ROME – Joseph Weiler, a prominent professor of law at New York University and an Orthodox Jew, has said that at a time of high polemics when the religious voice often has been “muted” from the public arena, Saint Pope John Paul II’s social teaching offers a balanced approach to the interaction between church and a secular state.

Speaking to Crux, Weiler said the modern concept of “rights” has been misconstrued in large part by “the excesses of cultural rights at the expense of duty and responsibility.”

“The main medium of political discourse [today] is of entitlement and rights, what I’m owed, what I’m entitled to, what is my zone of liberty,” he said, adding that in the fallout, “the religious voice has been muted” in a battle over whose rights are infringing on whose.

Weiler, who in addition to teaching law is also the European Union Jean Monnet Chair at New York University Law School and Senior Fellow of the Minda de Gunzburg Center for European Studies at Harvard University, is currently attending a Nov. 15-16 symposium on “Fundamental Rights and a Conflict among Rights,” organized by the Joseph Ratzinger-Benedict XVI Foundation and held at Rome’s LUMSA University.

In his comments to Crux, Weiler noted that a contrast is often created between the French concept of laïcité, the insistence on a secular state, and religion, where believers end up pushing back against laws and policies they view as infringing on their religious freedom.

Weiler cautioned that religious people, including Catholics, “should speak on this with humility,” arguing that those in favor of a laïcité-based society are simply “adopting the practices of the confessional state, which was the norm until not too long ago.”

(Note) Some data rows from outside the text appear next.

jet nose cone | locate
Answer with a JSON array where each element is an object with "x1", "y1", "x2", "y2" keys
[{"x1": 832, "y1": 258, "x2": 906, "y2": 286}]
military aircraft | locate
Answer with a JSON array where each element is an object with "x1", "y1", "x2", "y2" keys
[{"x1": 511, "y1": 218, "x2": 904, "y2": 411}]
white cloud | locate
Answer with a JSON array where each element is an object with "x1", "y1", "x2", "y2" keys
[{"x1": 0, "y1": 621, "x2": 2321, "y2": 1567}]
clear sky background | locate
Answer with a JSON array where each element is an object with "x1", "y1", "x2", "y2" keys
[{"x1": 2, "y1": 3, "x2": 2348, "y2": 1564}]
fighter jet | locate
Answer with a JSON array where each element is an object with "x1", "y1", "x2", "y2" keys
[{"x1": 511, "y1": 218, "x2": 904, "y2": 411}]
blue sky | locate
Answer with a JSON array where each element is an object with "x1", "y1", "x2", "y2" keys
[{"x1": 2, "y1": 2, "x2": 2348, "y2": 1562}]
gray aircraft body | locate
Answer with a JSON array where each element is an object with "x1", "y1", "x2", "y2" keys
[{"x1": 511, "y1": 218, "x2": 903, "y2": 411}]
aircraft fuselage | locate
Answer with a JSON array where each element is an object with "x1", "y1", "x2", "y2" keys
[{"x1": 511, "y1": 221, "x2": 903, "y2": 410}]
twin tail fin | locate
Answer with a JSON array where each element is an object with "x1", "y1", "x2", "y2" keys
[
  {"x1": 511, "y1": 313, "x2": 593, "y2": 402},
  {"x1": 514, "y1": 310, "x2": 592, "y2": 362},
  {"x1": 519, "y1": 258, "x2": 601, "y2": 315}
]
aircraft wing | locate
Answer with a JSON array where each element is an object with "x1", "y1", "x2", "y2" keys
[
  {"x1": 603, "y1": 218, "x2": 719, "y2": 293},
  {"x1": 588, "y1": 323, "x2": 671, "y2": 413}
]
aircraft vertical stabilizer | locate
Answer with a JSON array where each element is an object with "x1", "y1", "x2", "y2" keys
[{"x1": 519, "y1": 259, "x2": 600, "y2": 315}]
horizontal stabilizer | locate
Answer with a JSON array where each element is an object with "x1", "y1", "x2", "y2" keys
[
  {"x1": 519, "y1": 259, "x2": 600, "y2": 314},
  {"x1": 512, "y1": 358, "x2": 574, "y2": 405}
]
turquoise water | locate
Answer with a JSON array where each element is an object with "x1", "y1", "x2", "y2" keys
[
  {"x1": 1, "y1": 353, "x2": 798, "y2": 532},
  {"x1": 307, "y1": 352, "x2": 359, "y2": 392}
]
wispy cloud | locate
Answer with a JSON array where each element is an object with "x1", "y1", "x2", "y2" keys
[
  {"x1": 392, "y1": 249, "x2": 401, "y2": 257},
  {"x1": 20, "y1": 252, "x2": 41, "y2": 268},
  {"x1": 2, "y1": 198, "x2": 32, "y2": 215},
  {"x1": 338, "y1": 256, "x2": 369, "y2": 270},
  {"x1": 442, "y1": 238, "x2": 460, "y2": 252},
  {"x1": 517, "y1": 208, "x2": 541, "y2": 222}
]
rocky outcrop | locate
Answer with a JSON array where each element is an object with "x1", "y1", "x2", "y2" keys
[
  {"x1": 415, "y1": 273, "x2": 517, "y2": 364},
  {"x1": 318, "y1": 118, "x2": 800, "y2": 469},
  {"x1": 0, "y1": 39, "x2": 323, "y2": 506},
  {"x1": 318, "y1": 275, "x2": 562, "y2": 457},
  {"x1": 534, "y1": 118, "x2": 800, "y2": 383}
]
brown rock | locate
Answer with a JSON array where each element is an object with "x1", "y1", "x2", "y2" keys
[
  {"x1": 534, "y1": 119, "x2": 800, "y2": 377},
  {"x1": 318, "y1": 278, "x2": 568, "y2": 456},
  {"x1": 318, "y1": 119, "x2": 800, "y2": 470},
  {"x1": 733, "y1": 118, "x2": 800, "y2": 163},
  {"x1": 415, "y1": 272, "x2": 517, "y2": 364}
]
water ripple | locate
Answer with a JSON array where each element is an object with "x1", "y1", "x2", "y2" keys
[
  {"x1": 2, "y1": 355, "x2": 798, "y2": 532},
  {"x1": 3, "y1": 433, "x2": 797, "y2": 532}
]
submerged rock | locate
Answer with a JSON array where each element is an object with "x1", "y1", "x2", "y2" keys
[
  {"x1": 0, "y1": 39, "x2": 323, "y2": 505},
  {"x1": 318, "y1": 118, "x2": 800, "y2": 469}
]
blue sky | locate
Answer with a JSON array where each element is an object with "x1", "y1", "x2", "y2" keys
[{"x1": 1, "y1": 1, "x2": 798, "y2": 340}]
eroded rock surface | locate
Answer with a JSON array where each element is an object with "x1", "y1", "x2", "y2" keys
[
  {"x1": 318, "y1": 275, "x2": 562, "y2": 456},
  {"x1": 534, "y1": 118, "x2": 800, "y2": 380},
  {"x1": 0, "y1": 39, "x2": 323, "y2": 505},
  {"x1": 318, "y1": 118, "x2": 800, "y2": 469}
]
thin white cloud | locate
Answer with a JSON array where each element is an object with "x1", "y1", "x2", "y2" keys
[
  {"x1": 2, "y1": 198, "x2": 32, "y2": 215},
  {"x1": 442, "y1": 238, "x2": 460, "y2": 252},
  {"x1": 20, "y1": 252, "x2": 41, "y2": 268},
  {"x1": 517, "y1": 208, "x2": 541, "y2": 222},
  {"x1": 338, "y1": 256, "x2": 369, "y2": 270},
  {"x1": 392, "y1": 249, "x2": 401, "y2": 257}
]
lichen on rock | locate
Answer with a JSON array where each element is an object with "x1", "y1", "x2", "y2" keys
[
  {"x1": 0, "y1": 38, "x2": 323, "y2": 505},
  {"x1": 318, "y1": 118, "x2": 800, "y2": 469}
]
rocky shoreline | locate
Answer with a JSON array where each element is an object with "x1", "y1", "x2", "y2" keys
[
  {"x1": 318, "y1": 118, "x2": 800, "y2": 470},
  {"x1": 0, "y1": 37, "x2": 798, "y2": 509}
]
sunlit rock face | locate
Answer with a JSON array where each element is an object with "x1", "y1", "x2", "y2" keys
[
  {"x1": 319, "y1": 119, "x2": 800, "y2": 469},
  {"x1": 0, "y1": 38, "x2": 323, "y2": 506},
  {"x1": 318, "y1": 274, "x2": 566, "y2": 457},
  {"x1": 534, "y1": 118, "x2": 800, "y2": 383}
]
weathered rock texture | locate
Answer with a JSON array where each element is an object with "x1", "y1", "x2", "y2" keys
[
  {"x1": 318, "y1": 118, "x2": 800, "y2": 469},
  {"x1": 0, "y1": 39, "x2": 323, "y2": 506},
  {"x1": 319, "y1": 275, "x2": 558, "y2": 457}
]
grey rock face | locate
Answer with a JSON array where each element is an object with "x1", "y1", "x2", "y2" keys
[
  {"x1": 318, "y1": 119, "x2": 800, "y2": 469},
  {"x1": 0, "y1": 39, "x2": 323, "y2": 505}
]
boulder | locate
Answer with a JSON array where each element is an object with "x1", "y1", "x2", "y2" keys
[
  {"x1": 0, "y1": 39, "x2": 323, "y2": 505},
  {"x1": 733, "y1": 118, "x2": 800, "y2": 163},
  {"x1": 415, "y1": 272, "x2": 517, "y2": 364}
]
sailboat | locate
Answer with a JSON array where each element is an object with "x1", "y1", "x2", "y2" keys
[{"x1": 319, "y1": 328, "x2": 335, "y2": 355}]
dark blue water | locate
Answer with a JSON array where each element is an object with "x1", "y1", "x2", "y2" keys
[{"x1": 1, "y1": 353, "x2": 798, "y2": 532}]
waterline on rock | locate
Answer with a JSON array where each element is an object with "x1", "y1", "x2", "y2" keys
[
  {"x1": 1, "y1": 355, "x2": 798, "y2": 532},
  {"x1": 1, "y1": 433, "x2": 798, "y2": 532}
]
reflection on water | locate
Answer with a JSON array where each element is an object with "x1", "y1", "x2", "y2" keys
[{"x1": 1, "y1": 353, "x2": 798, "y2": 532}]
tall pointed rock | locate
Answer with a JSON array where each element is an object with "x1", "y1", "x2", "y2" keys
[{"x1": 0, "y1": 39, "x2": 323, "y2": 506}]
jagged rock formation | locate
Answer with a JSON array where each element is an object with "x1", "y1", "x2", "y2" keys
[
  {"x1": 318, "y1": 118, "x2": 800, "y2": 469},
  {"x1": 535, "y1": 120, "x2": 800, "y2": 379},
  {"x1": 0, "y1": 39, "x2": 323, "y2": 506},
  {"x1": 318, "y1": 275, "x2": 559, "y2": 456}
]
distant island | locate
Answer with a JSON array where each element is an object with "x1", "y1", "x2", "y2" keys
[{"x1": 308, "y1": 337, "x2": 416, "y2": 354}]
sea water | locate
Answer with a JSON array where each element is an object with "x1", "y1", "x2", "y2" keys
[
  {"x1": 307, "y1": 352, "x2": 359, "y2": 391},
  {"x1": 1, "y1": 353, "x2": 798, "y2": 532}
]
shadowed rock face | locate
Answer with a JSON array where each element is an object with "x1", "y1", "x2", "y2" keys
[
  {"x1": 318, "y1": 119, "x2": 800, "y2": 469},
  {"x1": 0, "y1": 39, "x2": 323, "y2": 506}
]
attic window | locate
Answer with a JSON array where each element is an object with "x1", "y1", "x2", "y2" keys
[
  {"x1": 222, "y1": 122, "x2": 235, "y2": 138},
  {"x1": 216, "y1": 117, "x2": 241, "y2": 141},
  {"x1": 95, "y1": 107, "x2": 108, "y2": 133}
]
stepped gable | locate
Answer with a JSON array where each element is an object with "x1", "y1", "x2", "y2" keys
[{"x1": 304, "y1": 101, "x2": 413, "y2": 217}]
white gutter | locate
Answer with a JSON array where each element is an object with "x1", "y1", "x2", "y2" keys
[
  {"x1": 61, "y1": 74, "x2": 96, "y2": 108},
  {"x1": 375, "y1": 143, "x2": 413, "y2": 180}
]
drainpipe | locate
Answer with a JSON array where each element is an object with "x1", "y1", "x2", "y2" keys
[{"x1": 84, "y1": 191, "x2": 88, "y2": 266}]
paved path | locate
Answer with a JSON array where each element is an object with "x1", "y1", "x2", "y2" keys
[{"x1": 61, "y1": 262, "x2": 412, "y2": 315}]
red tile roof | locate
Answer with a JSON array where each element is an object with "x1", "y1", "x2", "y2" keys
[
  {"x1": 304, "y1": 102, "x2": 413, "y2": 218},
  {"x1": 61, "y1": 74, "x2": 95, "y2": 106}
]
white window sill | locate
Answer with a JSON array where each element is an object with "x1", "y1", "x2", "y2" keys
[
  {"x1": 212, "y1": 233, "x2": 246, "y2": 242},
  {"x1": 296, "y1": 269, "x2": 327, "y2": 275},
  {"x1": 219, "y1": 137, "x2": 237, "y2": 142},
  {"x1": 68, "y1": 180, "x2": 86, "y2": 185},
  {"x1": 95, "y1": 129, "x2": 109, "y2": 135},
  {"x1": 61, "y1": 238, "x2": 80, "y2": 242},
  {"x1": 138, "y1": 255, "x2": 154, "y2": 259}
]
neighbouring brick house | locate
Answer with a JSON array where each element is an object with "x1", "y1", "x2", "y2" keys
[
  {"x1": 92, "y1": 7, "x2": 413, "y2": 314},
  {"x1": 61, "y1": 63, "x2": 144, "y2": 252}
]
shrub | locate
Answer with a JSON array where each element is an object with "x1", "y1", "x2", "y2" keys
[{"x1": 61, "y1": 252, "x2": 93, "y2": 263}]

Laïcité is becoming a doctrine that was imposed in the way that Christianity was imposed under the confessional state. It was bad then and wrong then, and it’s bad now under this new religion called laïcité, or secularism,” he said, cautioning that a laïcité approach to politics and law has in many ways become “Christophobic,” operating with “a Stalinist instinct.”

What is most troubling in Weiler’s view is that laïcité is often confused with neutrality, as if imposing secularism on society and believers means the state is walking on neutral ground – a trend he sees as alive and well in nations such as Italy, France and the United States.

In his view, the right balance in the relationship between a secular state and those who belong to a particular religious confession was found in John Paul II’s 1991 social encyclical, Centesimus Annus, which Weiler said offered “a very, very appealing way to understand the relationship between Christianity and liberalism.”

“The Christianity of John Paul II was not the imposition of the confessional state,” because rather than imposing its positions on others, “the Church proposes…and where there is imposition, it comes from natural law.”

Pointing to the widespread debate over the morality of abortion and euthanasia, Weiler said they are already “rights” in many countries around the globe, yet Christian opposition and the push for their illegalization is legitimate, since for Christians the issue is not a matter of teaching or doctrine but “natural law.”

“They don’t do it because God said so, they do it because it’s the right thing to do,” he said, adding that “when they go into the public place they have to speak in the name of natural law and objective reality,” rather than touting it as simply their own position.

So long as Christians internalize the position of John Paul II and his successor, Pope Benedict XVI, with this approach – proposing and suggesting rather than imposing – “I don’t think they should be reticent in doing so if those are the truths they believe in,” he said.

Weiler, who will give a keynote speech at the symposium on Friday on “Europe’s Identity Crisis as the Crisis of a Reasonable Conception of Human Rights,” said that in his view, the bulk of the problem on human rights, specifically debate over what constitutes a right to begin with, is rooted in “an excessive culture of rights which militates against a sense of human responsibility and human duty.”

Generally speaking, he said that in addition to confusion created over the increasing multiplication of rights, when people read about human rights violations or see them on the news, their immediate thought is “somebody ought to do something about it,” and that somebody is typically always a public authority.

Personal responsibility or action are never part of the equation because the majority “always transfers responsibility of just about every ill in our society to public authorities,” he said, adding that to live only feeling the duty to pay taxes and not break criminal law is “a very impoverished life.”

Weiler said that in his view, there is no remedy for the situation, because “it’s the culture in which we live. We live also in secular societies.”

Turning to the current polemics of American politics, he said that while a sense of entitlement in the U.S. mentality is not necessarily a cause of the current polarization, the deep divides that have come to the fore in recent years have to do “with a long-term process where large sectors of society felt, and with some reason in my view, disrespected.”

“It’s lamentable because the polarization is so profound, and the style of the polemic is so hostile and violent,” he said, noting that when it comes to public debate, conversation is no longer about what’s best for society, but “it’s people screaming at each other and retreating into their tribes.”

Weiler said he has never seen American politics so polarized, describing the current state of political climate as “sad” and “no fun.”